Infelizmente desconheço sobre a dinâmica de funcionamento como um todo. Penso que seria interessante utilizar a estrutura do IBAMA para as fiscalizações e validações de campo que se fizerem necessárias.

No contexto anglo-saxão, existe a figura do property surveyors, que avançam nas competências dos nossos agrimensores, por conciliarem aspectos da Engenharia e do Direito ao dirimirem conflitos entre donos de terra e terceiros. Considerando o rápido avanço destas tecnologias, seja para a cobrança de IPTU, monitoramento ambiental, fiscalização de obras, todas atividades agora feitas por satélites, não seria o caso de repensarmos nossas profissões para as adaptar a esta nova realidade?

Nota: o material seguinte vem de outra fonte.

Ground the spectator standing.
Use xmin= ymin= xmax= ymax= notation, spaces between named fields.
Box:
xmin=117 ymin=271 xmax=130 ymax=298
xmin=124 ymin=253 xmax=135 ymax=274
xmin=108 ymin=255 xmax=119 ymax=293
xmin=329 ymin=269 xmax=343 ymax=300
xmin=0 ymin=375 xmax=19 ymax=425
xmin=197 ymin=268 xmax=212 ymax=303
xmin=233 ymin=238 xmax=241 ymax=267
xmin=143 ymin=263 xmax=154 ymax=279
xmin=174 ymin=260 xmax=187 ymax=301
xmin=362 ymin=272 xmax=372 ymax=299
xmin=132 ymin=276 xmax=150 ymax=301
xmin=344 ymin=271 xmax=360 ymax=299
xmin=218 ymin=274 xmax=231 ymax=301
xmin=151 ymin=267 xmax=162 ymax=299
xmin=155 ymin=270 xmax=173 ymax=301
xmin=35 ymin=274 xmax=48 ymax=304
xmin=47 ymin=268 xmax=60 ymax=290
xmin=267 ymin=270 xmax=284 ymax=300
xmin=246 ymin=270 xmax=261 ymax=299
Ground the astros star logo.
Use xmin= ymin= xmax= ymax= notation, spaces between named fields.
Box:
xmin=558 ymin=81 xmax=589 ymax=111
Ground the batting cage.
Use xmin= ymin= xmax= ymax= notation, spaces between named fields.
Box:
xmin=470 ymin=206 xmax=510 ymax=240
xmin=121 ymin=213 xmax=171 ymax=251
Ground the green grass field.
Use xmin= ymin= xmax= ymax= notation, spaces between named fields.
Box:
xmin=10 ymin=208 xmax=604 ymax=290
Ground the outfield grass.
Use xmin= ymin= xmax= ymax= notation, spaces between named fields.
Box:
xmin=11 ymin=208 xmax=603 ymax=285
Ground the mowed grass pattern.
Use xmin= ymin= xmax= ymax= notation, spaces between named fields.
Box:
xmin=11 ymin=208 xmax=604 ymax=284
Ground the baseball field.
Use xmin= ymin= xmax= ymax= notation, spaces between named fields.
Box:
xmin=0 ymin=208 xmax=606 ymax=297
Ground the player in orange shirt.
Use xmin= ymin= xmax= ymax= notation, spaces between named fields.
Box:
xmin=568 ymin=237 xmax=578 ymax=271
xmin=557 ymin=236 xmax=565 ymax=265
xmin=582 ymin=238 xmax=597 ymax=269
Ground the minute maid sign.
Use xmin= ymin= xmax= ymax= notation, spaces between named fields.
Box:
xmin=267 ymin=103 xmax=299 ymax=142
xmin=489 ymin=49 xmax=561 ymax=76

Repensar as profissões e fazer adaptações é sempre importante, as habilidades e competências do direito e da agrimensura são fundamentais para os profissionais que lidam com delimitação de terras em áreas urbanas e rurais. Mas no caso específico sobre o qual estamos tratando aqui, vejo como uma questão mesmo de engenharia, uma vez que dificilmente um engenheiro agrimensor ou geógrafo, consciente das limitações escalares de dados de fontes distintas, aprovaria uma estratégia de gestão do território com implicações em aprovação de crédito que propusesse o cruzamento de dados cartográficos em escalas e precisões distintas.